So all those innocent babies who perished in the flood, they aren't damned because their parents might have been (or not - we have no idea who will attend the wedding supper of the Lamb, apart from the condition of our own souls - and perhaps a few very close spiritual friends. And, even then, we doubtless have surprises ahead).
My inclination to judge God vanishes when I put myself into right relationship with Him, or at least closer to a right relationship with Him. Jesus said no one comes to the Father except through Him. Jesus said unless we come in the manner of a little child we can't come at all. Fundamentally, GOD is big and I am little. Psalm 131 is one of my favorites: O LORD, my heart is not proud, nor my eyes haughty; nor do I involve myself in great matters or in things too difficult for me.
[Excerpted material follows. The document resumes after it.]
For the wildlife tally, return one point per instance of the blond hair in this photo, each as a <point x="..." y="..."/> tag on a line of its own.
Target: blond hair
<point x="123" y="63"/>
Surely I have composed and quieted my soul; like a weaned child rests against his mother, my soul is like a weaned child within me. O Israel, hope in the LORD from this time forth and forever. I am not a frantic, wailing infant. I am not a surly, sarcastic teenager - I am a young child, weaned, able to rest against my mother without clutching desperately at the breast. I am teachable.
God knows the whys and wherefores, God knows the answers. God knows good and evil on a much more profound and complete way than I can even imagine. If I trust Him with my salvation, how can I not trust Him to have superior knowledge of good and evil? Lord, give me grace to agree with you quickly!